Matot-Masai

Can we notice the sparks glowing all around us?

Reflection by Carrie Watkins, US Community Manager:

"אִישׁ֩ כִּֽי־יִדֹּ֨ר נֶ֜דֶר לַֽה״ אֽוֹ־הִשָּׁ֤בַע שְׁבֻעָה֙ לֶאְסֹ֤ר אִסָּר֙ עַל־נַפְשׁ֔וֹ לֹ֥א יַחֵ֖ל דְּבָר֑וֹ כְּכׇל־הַיֹּצֵ֥א מִפִּ֖יו יַעֲשֶֽׂה"

“If a person makes a vow to Hashem or takes a prohibition upon himself, he must not break his word. All that went out of his mouth he shall do” (Numbers 30:3)."

 

"Parshat Mattot opens with a series of commandments around the power and peril of taking oaths to God. By providing many loopholes that might allow a person to invalidate an oath taken, the Torah appears to be discouraging the practice without outright forbidding it.  

Many commentators connect these to the laws around becoming a Nazir, a practice offered in the Torah in which a man or woman may take upon themselves, for a fixed time, a specific set of ascetic vows including not drinking wine or cutting hair. Here too, while the Torah permits this spiritual practice, when the fixed time is up, the Nazir must take a sin offering to the Temple, implying that something about taking the Nazirite vows constituted a sin.  

In his commentary on this week’s parsha, the early Hasidic Rebbe, the Meor Eynaim, offers a mystical explanation for these two instances of discouraging taking extra prohibitions upon yourself. Inside every single thing in the world, in the Kabbalistic understanding, is a holy spark of divinity, and our spiritual mission on this earth is to raise those sparks up by fully engaging with these physical elements of the world while holding awareness of their divinity.  

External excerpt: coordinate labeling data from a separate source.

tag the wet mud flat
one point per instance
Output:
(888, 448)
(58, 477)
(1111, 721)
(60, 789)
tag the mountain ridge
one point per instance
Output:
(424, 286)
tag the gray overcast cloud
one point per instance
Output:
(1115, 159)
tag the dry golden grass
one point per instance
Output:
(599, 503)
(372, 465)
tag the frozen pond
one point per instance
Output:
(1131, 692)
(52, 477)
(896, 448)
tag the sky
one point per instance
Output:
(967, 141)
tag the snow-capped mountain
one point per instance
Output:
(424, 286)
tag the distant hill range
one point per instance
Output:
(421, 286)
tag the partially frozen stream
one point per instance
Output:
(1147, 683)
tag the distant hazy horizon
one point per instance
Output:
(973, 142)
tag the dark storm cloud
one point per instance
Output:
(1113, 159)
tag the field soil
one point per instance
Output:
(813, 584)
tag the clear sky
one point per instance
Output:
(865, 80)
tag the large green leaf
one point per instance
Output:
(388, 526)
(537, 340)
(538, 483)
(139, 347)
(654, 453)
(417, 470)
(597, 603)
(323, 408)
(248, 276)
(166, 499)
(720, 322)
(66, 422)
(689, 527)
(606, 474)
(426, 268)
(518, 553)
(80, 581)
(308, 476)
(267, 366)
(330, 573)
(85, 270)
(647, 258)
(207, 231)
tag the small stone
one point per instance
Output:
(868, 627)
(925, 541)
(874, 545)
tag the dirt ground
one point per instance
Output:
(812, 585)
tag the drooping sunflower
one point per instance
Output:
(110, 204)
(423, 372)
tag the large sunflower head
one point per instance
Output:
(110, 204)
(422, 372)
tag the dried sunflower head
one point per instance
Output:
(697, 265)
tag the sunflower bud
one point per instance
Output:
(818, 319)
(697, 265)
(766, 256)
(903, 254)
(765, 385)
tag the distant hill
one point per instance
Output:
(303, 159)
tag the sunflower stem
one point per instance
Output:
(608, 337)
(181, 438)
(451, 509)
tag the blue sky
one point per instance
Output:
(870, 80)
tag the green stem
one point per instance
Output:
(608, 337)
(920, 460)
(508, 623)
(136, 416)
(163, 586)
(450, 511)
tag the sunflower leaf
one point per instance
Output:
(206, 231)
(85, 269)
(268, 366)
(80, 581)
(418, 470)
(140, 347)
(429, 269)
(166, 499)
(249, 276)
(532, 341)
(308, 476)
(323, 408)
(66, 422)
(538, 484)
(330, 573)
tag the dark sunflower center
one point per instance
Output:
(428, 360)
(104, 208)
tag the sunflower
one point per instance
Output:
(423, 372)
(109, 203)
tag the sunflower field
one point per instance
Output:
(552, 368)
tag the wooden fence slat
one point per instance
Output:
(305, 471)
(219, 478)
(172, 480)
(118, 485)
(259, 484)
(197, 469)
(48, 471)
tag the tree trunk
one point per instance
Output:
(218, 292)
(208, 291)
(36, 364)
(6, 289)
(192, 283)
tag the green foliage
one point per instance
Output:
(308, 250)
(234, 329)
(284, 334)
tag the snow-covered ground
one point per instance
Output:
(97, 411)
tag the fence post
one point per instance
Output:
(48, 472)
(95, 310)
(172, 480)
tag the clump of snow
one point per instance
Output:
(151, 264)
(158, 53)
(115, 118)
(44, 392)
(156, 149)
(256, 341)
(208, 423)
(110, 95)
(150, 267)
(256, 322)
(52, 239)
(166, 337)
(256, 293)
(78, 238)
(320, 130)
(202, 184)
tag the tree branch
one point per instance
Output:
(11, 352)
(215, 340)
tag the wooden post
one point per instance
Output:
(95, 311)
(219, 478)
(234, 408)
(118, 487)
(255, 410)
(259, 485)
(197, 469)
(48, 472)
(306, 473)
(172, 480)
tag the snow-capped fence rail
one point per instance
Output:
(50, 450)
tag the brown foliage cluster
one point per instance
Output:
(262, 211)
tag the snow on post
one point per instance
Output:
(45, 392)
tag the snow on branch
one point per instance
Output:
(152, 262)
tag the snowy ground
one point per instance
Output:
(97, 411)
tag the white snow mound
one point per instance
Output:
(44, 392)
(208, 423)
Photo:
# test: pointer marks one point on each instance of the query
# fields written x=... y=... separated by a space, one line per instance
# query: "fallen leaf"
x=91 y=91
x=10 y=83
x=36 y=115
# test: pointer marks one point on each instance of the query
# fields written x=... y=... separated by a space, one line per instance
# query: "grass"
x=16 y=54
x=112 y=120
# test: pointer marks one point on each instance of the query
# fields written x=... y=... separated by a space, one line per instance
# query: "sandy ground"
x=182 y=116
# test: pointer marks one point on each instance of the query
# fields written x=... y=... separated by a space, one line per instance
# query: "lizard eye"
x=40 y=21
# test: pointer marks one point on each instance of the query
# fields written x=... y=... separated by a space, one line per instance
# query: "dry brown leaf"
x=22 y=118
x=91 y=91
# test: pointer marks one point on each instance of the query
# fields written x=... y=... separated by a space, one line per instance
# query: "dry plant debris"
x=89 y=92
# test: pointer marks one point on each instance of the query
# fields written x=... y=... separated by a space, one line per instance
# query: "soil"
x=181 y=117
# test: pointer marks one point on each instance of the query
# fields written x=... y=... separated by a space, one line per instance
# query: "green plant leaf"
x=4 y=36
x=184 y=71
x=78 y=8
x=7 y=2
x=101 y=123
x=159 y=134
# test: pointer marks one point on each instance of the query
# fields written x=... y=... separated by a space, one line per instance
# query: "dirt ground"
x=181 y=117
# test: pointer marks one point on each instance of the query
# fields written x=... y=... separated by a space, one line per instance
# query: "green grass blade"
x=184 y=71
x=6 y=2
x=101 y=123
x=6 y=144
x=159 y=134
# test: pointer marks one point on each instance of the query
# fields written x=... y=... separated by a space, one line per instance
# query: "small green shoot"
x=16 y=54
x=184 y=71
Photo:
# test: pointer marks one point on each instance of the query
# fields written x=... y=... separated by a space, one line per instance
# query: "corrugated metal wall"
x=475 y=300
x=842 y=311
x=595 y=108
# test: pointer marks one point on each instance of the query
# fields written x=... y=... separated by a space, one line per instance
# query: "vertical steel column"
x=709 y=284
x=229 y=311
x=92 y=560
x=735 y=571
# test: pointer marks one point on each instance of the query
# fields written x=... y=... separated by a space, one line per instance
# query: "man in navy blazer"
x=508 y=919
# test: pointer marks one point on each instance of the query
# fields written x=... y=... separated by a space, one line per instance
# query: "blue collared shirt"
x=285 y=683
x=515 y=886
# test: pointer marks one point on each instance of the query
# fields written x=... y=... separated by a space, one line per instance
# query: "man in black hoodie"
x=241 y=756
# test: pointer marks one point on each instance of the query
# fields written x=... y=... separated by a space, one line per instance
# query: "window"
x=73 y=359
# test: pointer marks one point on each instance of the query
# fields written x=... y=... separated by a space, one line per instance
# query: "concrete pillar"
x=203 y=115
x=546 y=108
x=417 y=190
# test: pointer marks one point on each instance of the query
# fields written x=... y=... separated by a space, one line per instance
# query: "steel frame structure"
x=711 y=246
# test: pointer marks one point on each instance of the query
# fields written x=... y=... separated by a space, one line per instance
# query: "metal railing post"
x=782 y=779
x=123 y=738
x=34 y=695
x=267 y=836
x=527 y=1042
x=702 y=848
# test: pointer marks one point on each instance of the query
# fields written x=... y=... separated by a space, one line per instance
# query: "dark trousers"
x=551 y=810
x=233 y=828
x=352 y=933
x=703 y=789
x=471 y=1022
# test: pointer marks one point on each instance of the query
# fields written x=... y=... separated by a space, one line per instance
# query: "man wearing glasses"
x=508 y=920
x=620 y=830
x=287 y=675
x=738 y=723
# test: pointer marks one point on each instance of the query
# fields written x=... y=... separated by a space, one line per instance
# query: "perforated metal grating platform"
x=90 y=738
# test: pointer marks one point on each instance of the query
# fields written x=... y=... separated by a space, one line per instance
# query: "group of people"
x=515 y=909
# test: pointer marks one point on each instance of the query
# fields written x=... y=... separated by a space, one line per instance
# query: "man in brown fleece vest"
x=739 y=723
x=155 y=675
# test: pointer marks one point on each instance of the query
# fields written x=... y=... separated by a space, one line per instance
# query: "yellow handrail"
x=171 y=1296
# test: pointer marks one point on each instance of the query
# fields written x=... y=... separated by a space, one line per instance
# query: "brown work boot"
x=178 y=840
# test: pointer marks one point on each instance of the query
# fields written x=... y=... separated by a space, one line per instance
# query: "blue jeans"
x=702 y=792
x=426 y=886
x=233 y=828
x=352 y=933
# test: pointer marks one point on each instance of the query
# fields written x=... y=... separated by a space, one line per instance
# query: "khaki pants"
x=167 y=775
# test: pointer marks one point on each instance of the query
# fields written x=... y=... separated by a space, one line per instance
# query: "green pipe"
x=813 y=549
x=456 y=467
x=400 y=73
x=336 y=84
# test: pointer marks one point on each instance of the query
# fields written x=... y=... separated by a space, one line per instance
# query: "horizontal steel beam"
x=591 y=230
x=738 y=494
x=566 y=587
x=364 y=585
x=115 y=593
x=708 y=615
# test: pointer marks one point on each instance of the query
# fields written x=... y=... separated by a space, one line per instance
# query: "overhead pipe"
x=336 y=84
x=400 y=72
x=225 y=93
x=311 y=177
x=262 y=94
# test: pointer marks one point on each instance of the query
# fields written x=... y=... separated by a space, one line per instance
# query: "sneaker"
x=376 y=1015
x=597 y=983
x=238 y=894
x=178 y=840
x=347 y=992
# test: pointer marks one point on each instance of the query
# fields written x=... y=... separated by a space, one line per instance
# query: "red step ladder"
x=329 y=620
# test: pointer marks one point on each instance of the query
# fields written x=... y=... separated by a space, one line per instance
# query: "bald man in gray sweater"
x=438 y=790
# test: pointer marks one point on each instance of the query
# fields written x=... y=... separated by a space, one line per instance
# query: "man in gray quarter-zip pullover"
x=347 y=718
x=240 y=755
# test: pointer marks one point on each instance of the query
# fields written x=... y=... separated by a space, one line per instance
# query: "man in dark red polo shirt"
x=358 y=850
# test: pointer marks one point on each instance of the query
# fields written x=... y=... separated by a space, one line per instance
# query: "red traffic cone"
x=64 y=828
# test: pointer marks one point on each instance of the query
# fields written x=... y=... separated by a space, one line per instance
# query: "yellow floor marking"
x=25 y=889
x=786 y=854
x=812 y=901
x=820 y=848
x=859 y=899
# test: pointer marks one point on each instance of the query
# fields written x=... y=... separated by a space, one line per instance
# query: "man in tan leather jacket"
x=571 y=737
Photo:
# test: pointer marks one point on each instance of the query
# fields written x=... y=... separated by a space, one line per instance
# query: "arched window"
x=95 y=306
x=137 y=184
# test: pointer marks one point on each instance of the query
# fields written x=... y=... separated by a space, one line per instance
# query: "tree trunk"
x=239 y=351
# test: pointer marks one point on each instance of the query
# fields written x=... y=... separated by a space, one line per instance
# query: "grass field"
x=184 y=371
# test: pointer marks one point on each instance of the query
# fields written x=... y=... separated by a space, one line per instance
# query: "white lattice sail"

`When you taste or see something good, that is God, the holy spark within that thing,` says the Meor Eynaim. He continues later, `There is Torah in everything. Every believer must have faith that there is nothing outside of God’s service, as long as it is permitted by the Torah . . . You just need to act for the sake of the creator and not just for your own enjoyment. It is all perfect devotion. This is why [someone who refrains from worldly endeavors] is called a sinner; he has prevented the rising up of the holy sparks dressed in that food from which he has abstained.` 

This anti-ascetic theology, a hallmark of Hasidut, invites us into a fuller and more mindful relationship with everything we do. Every interaction we have with the world around us becomes an invitation into mindful presence of the holiness and interconnection of it all. This Shabbat, may we notice the sparks glowing all around us, and though this, may the world become a little brighter."